I feel like a cow: a big, fat, fucking cow on a quarantined dairy farm. This is the heaviest I’ve been in a long time and, aside from starvation, nothing has worked to help me lose weight. Everything is snug; even my fat pants, and to make matters worse, my hair is falling out.

At first, I blamed it on menopause, I mean, what else could it be? Then a friend suggested I have my thyroid checked, so I made an appointment a few weeks later. But when I shared this alleged condition with the doctor, she brushed it off with a snicker and blood test that was negative while encouraging me to find the origin of my anxiety. Apparently, stress is a lot more annoying than I thought.

I have always been petite—still am, in fact—but it isn’t quite that simple. I work very hard to control my weight. It is a never-ending internal dispute between what I want and what I should have and the cravings rarely triumph.

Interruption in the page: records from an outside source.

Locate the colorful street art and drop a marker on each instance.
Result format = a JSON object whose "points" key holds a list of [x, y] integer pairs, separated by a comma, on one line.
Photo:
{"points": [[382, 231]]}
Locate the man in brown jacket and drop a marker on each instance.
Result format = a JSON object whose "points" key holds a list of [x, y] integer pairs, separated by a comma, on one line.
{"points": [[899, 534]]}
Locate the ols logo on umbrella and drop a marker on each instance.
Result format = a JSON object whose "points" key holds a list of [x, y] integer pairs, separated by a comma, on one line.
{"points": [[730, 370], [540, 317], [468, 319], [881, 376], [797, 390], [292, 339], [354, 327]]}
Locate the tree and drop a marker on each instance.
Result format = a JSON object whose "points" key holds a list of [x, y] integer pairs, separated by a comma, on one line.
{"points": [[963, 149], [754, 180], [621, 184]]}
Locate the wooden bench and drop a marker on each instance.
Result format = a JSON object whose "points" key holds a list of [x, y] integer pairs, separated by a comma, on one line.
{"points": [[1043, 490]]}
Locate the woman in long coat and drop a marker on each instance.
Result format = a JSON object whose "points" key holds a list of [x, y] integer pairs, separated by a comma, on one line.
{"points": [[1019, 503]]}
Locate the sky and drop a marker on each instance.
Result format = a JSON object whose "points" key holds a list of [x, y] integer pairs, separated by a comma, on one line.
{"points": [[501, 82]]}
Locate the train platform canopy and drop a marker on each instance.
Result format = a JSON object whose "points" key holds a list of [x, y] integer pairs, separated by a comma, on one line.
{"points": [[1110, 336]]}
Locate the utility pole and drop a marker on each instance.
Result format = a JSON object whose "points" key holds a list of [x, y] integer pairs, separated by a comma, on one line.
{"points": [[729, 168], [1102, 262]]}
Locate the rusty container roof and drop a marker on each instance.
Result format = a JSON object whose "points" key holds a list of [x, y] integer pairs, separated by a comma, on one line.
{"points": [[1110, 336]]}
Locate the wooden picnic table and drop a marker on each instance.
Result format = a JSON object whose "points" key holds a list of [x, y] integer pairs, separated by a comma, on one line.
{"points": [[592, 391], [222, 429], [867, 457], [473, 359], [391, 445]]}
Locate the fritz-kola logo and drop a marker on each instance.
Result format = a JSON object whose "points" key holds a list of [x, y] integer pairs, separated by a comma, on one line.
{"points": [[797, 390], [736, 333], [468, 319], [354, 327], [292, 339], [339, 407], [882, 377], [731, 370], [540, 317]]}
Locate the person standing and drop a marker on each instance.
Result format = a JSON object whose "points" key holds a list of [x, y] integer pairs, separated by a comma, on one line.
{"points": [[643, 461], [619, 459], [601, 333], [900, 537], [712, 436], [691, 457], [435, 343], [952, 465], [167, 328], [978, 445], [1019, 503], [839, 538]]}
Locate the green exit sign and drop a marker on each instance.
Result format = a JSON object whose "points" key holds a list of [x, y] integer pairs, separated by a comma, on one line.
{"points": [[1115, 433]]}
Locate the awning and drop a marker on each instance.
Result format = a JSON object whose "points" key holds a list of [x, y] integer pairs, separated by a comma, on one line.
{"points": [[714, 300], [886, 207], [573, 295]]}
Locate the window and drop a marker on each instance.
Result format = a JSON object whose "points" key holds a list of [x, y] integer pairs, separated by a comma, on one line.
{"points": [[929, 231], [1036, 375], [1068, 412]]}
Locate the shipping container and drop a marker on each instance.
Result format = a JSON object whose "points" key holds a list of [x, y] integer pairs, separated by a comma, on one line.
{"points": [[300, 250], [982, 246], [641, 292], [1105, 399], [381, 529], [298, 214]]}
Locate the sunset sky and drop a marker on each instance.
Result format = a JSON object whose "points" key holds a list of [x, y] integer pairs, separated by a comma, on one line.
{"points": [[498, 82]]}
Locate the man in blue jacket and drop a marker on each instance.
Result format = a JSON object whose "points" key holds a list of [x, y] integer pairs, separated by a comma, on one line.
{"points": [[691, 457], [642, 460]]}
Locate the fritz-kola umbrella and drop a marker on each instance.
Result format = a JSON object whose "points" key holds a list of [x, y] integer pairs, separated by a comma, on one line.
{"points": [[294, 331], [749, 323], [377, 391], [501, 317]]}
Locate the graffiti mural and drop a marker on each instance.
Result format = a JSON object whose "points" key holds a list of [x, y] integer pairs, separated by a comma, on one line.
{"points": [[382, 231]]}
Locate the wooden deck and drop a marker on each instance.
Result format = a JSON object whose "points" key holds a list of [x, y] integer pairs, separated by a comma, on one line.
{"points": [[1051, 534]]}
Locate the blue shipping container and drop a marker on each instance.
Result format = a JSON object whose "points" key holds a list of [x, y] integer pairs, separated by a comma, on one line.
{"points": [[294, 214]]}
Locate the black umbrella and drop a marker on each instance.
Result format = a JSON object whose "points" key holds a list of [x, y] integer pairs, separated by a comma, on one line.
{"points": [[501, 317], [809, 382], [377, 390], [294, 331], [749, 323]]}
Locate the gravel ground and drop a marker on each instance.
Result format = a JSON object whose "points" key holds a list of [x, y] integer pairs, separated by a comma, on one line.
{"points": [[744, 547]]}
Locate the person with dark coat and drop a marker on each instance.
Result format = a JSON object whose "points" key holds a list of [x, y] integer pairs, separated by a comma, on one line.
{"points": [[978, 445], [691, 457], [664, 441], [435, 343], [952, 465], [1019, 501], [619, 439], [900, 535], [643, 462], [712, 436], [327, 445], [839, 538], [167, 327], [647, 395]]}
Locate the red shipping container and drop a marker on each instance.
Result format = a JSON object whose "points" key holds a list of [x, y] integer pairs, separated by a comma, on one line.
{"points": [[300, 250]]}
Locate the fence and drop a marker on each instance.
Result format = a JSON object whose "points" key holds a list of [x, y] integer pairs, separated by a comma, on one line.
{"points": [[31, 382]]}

In my younger days, the gym was my second home. I worked out seven days a week, two hours a day, 364 days a year… and that’s only because L.A. Fitness was closed on Christmas day. But it’s hard to maintain a schedule like that when you’re responsible for another life and, when our daughter was born, my routine became all about taking care of her.

Motherhood is an exercise all its own, but it was never enough for me. I’d sneak out whenever a window of opportunity presented itself and be grateful for the time I had, all while convincing myself that the lull was only temporary.

I was wrong.

Though my workouts are not nearly what they once were, they are something I refuse to give up. Not only is it a vain maneuver to control my weight, but it has also allowed me to burn off an extraordinary amount of unwanted anxiety. In other words, I need to go to the gym to maintain whatever is left of my sanity. Even so, the physical results are no longer visible. There seems to be more flesh and less muscle. It’s like my body is at war with my eyes and waving a hideous flag of victory in my face EVERY FUCKING DAY. I feel like a loser: the biggest loser… the one who never wins.

Oh sure, my party-infused banter online is convincing, but the truth is that I barely drink enough alcohol to kill a fish and only smoke when my hair is on fire. I haven’t eaten red meat since my 27th birthday, rarely touch fried foods, and only over-indulge on granular bait when Aunt Flo makes a pit stop at my menopausal door. Still, I am terrified of becoming overweight and fighting the inevitable certainty tooth and nail.

For the love of elasticity, please tell me I’m not alone!

It is assumed that women who are petite do not understand the compulsion to be thin, that we were born that way and—”Oh, poor you for not being able to zip up your undersized jeans.” The truth is that a lot of us struggle to be thin, even when we already are. And, though it may seem like a shallow objection to complacency, it is an honest concern for those of us tackling the blockade that IS our own fucking pants.

We all know that metabolism slows down as you age, but until it happens to you, the reality is hard to fathom. We see what we see and discipline ourselves accordingly, but I am living proof that things aren’t always as they seem, which is why we should never judge a book by its cover.

It is an egotistical pickle, and it if it were tangible, I’d probably eat it.